The Doha meeting suggested freezing production levels at current levels, but this may not be enough to address the growing oil inventories. These record inventories need to be reduced to prevent them from dampening the potential for higher oil prices in the future.

Gold's 1.8% overnight rally is indicative of the 'risk off' sentiment that has characterized markets recently. Despite volatility, investor interest in gold remains strong, as evidenced by growing ETF gold holdings. This makes gold stocks a potential bright spot in the current market.

'Risk off' sentiment refers to a market condition where investors are more cautious and prefer safer investments like gold. This sentiment can lead to a rally in gold prices and affect currency values, such as the Aussie Dollar, which has struggled to build on recent strength.

The Aussie Dollar is weighed down by 'risk off' sentiment and weaker than expected employment data. Although trend growth remains solid, two months of softer jobs growth have created doubts about the momentum in the domestic economy, impacting the currency's strength.

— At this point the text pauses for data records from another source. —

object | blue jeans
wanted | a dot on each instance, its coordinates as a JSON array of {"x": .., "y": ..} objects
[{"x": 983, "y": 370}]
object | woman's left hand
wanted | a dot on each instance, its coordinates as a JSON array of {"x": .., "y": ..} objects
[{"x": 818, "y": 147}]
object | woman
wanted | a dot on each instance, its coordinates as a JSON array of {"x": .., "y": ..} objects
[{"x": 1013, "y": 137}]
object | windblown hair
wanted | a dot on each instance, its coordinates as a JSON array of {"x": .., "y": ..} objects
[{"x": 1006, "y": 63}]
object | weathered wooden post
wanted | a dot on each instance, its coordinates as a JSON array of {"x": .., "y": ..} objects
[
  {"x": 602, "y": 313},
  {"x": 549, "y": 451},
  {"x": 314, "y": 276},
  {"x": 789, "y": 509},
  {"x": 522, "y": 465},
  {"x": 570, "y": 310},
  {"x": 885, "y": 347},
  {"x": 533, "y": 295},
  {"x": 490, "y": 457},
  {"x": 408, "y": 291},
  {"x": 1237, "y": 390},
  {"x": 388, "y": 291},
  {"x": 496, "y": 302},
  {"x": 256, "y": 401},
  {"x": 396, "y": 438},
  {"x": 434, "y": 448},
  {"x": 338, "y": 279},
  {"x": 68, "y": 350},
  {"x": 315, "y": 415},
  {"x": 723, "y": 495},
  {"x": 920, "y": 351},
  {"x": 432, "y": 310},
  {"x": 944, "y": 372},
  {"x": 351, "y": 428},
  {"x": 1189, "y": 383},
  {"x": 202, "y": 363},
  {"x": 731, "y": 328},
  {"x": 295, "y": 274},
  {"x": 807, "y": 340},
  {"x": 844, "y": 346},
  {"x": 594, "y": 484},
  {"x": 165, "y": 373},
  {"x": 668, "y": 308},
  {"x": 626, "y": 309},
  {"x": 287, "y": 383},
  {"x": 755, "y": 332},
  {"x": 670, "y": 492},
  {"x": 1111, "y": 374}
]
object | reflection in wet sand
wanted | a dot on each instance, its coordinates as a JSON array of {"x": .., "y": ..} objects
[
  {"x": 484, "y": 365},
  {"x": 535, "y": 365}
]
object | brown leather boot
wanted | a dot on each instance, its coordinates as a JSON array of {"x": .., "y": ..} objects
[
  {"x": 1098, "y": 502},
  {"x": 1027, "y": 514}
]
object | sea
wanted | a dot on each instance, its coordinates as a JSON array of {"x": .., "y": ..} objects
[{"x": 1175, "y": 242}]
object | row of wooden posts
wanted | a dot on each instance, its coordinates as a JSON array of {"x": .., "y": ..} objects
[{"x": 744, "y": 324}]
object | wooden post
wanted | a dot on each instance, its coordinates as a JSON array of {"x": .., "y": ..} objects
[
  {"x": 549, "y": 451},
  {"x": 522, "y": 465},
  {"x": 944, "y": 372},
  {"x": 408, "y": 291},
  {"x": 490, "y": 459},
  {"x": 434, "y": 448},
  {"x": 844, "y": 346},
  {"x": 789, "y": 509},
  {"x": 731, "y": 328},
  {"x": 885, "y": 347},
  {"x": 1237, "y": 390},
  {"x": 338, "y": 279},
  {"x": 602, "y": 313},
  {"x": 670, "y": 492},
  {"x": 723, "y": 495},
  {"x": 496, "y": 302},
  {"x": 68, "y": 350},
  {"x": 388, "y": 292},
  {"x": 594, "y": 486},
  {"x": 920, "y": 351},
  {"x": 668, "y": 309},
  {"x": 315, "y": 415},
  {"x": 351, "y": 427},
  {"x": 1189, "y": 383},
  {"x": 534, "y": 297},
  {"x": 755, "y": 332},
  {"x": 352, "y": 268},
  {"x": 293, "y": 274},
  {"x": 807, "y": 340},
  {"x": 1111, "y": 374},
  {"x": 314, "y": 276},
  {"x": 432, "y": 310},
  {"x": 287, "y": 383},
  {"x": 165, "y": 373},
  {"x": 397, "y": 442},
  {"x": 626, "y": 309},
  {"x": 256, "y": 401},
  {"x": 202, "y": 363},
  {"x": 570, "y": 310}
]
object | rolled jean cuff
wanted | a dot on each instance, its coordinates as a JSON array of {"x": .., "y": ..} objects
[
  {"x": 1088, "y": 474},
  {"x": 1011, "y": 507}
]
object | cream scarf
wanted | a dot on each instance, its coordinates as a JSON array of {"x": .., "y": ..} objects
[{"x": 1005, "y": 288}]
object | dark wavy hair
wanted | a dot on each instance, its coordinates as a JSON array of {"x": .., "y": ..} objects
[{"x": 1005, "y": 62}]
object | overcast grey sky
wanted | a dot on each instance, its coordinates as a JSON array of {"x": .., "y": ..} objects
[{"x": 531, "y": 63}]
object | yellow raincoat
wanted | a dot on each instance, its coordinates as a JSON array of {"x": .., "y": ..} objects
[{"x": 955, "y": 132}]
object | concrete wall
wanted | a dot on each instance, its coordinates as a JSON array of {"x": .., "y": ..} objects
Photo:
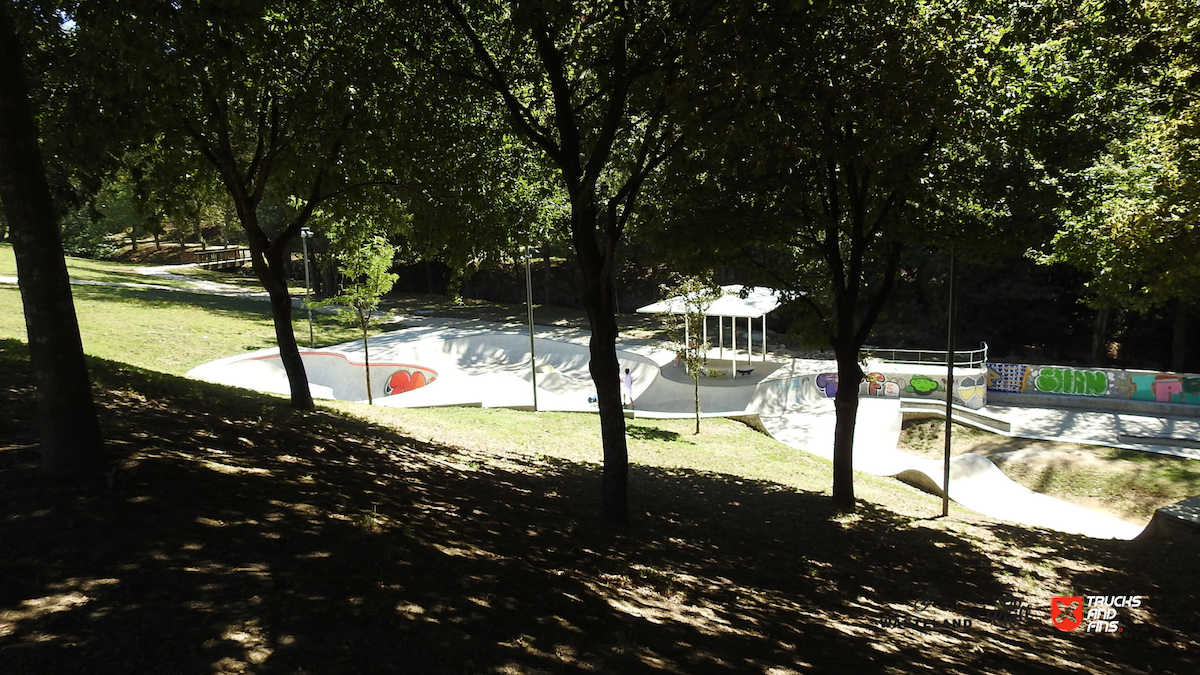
[
  {"x": 1109, "y": 384},
  {"x": 897, "y": 381}
]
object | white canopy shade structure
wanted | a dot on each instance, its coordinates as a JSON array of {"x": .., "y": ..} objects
[{"x": 759, "y": 302}]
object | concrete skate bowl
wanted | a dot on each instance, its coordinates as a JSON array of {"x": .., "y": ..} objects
[
  {"x": 331, "y": 375},
  {"x": 457, "y": 368},
  {"x": 796, "y": 411},
  {"x": 492, "y": 369}
]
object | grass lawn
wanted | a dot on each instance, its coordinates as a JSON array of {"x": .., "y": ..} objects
[{"x": 238, "y": 536}]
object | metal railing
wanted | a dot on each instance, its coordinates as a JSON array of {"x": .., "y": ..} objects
[{"x": 971, "y": 358}]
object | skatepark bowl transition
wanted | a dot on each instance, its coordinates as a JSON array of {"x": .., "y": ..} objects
[{"x": 475, "y": 364}]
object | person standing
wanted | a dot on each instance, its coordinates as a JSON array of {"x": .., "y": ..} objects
[{"x": 627, "y": 389}]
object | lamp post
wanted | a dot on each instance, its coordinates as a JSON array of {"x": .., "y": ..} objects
[
  {"x": 949, "y": 387},
  {"x": 533, "y": 360},
  {"x": 305, "y": 233}
]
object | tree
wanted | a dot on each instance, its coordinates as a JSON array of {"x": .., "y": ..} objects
[
  {"x": 1129, "y": 217},
  {"x": 365, "y": 262},
  {"x": 589, "y": 88},
  {"x": 821, "y": 181},
  {"x": 70, "y": 431},
  {"x": 289, "y": 105},
  {"x": 694, "y": 294}
]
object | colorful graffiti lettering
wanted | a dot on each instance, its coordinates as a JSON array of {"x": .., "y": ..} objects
[
  {"x": 828, "y": 383},
  {"x": 877, "y": 384},
  {"x": 874, "y": 382},
  {"x": 1071, "y": 381},
  {"x": 1110, "y": 383},
  {"x": 923, "y": 386},
  {"x": 1165, "y": 388}
]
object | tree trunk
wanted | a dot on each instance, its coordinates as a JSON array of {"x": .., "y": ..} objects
[
  {"x": 1098, "y": 335},
  {"x": 545, "y": 272},
  {"x": 366, "y": 357},
  {"x": 269, "y": 268},
  {"x": 70, "y": 431},
  {"x": 598, "y": 302},
  {"x": 1180, "y": 335},
  {"x": 845, "y": 402}
]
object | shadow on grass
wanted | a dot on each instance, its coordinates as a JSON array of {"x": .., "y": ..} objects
[
  {"x": 652, "y": 434},
  {"x": 241, "y": 537}
]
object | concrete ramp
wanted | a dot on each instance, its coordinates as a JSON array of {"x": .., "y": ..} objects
[{"x": 441, "y": 366}]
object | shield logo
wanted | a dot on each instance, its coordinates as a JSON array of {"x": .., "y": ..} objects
[{"x": 1067, "y": 613}]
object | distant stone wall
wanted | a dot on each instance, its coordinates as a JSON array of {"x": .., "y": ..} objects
[{"x": 1097, "y": 382}]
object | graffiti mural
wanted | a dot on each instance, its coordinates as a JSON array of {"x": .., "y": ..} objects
[
  {"x": 972, "y": 390},
  {"x": 1109, "y": 383},
  {"x": 1007, "y": 377},
  {"x": 923, "y": 386},
  {"x": 828, "y": 383},
  {"x": 407, "y": 378},
  {"x": 1165, "y": 388},
  {"x": 877, "y": 384},
  {"x": 1072, "y": 381}
]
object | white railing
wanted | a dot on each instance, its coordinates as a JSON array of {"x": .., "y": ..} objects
[{"x": 971, "y": 358}]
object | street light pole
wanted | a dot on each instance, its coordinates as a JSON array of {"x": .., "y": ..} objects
[
  {"x": 533, "y": 360},
  {"x": 305, "y": 233},
  {"x": 949, "y": 388}
]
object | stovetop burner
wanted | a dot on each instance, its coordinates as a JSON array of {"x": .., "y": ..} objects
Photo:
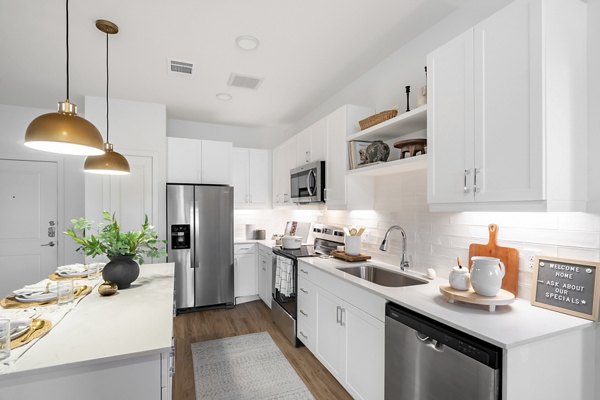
[{"x": 305, "y": 250}]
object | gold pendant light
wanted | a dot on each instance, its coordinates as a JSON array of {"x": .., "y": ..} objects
[
  {"x": 111, "y": 162},
  {"x": 64, "y": 132}
]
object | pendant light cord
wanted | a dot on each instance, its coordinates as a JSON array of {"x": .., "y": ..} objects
[
  {"x": 67, "y": 39},
  {"x": 107, "y": 141}
]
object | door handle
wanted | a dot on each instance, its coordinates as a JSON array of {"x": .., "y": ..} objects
[{"x": 466, "y": 188}]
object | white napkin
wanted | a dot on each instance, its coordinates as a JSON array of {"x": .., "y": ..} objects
[
  {"x": 72, "y": 268},
  {"x": 39, "y": 287}
]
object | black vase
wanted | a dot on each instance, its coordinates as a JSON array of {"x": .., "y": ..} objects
[{"x": 121, "y": 270}]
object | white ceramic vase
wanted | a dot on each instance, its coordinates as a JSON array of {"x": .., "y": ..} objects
[{"x": 486, "y": 275}]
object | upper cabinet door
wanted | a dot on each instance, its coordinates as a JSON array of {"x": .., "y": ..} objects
[
  {"x": 508, "y": 105},
  {"x": 318, "y": 141},
  {"x": 216, "y": 162},
  {"x": 450, "y": 121},
  {"x": 240, "y": 176},
  {"x": 259, "y": 177}
]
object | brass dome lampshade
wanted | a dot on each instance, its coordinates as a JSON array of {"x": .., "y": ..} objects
[
  {"x": 111, "y": 162},
  {"x": 64, "y": 131}
]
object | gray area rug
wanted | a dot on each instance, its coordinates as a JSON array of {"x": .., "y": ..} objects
[{"x": 243, "y": 368}]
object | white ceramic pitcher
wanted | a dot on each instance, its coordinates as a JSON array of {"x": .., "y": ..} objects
[{"x": 486, "y": 275}]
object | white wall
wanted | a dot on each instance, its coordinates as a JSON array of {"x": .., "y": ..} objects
[
  {"x": 258, "y": 138},
  {"x": 382, "y": 87},
  {"x": 13, "y": 123},
  {"x": 138, "y": 129}
]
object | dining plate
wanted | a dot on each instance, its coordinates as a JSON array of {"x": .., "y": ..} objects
[
  {"x": 18, "y": 330},
  {"x": 71, "y": 274},
  {"x": 35, "y": 297}
]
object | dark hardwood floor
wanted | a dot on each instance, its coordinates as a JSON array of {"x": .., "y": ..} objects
[{"x": 244, "y": 318}]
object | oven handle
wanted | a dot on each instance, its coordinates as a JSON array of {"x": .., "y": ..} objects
[{"x": 308, "y": 185}]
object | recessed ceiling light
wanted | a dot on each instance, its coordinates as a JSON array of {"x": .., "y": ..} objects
[
  {"x": 247, "y": 42},
  {"x": 224, "y": 96}
]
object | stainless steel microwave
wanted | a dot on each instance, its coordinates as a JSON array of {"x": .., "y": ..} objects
[{"x": 308, "y": 183}]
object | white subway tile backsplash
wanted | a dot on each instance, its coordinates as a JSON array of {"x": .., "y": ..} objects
[{"x": 436, "y": 239}]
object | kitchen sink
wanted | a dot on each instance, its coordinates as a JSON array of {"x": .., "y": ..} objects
[{"x": 382, "y": 276}]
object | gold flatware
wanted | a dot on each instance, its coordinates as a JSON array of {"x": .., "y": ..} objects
[{"x": 36, "y": 325}]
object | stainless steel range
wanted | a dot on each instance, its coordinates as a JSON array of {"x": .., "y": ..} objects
[{"x": 325, "y": 239}]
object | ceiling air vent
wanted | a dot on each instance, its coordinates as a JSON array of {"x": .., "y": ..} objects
[
  {"x": 244, "y": 81},
  {"x": 180, "y": 67}
]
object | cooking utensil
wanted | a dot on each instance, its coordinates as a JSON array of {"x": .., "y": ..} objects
[
  {"x": 36, "y": 325},
  {"x": 508, "y": 255}
]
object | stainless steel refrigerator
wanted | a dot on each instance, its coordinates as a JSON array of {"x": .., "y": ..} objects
[{"x": 200, "y": 243}]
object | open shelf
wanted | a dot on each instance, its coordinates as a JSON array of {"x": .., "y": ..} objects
[
  {"x": 402, "y": 124},
  {"x": 391, "y": 167}
]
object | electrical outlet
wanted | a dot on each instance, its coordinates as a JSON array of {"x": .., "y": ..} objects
[{"x": 526, "y": 259}]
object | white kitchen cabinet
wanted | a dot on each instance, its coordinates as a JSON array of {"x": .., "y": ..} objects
[
  {"x": 506, "y": 112},
  {"x": 251, "y": 177},
  {"x": 284, "y": 160},
  {"x": 344, "y": 191},
  {"x": 245, "y": 272},
  {"x": 265, "y": 274},
  {"x": 311, "y": 143},
  {"x": 199, "y": 161},
  {"x": 347, "y": 339}
]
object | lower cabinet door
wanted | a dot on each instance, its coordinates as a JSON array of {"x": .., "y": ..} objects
[
  {"x": 330, "y": 338},
  {"x": 365, "y": 341},
  {"x": 245, "y": 275}
]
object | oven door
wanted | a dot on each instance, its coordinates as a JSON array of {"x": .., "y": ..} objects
[{"x": 307, "y": 183}]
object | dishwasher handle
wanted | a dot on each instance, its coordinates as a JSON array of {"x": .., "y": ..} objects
[{"x": 429, "y": 342}]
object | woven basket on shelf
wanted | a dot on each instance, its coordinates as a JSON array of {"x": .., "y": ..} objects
[{"x": 377, "y": 119}]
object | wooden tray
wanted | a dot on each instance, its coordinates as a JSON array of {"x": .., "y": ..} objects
[
  {"x": 508, "y": 255},
  {"x": 17, "y": 342},
  {"x": 346, "y": 257},
  {"x": 503, "y": 297}
]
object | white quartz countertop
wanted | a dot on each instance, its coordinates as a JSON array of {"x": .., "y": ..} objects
[
  {"x": 268, "y": 243},
  {"x": 509, "y": 326},
  {"x": 134, "y": 322}
]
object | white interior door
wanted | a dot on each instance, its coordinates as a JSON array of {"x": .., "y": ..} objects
[{"x": 28, "y": 232}]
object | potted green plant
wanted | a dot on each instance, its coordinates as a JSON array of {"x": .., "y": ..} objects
[{"x": 124, "y": 249}]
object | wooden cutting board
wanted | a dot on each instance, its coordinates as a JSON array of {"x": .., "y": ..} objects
[{"x": 508, "y": 255}]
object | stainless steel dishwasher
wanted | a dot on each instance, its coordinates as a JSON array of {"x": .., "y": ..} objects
[{"x": 426, "y": 360}]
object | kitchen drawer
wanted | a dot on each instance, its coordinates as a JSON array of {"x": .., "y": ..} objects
[
  {"x": 244, "y": 248},
  {"x": 358, "y": 297}
]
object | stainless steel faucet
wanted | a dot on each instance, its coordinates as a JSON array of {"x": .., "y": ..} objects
[{"x": 383, "y": 247}]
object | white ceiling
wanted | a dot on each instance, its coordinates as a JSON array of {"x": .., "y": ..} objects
[{"x": 309, "y": 49}]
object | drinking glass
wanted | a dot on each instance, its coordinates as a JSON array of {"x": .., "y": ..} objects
[
  {"x": 4, "y": 338},
  {"x": 93, "y": 271},
  {"x": 65, "y": 291}
]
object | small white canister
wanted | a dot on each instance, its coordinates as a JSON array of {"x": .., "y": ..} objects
[{"x": 460, "y": 278}]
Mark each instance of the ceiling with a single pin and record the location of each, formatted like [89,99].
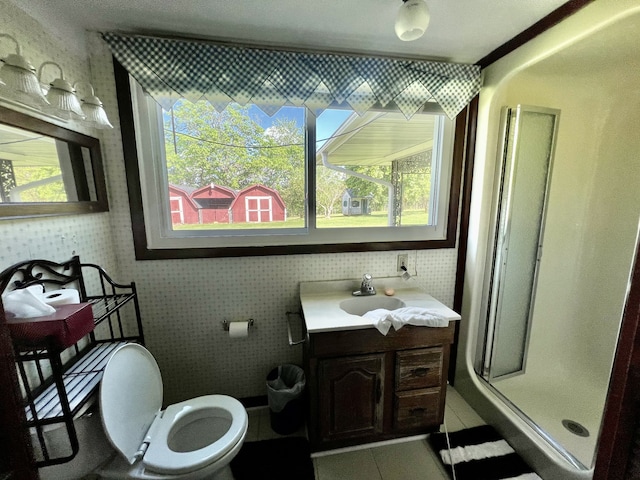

Weaker than expected employment data can create uncertainty about the momentum in the Australian economy. While trend growth is still solid, softer jobs growth over two months raises concerns about the economy's strength and can influence investor sentiment and currency values.

Investors are worried that a 'lower for longer' oil scenario could lead to credit market problems. Prolonged low oil prices can affect the profitability of oil companies and potentially lead to broader economic issues, making it a significant concern for investors.

Investor sentiment is a crucial factor in the stock market, influencing buying and selling decisions. Factors like oil market conditions, gold price movements, and economic data can all impact sentiment, leading to fluctuations in stock prices and market trends.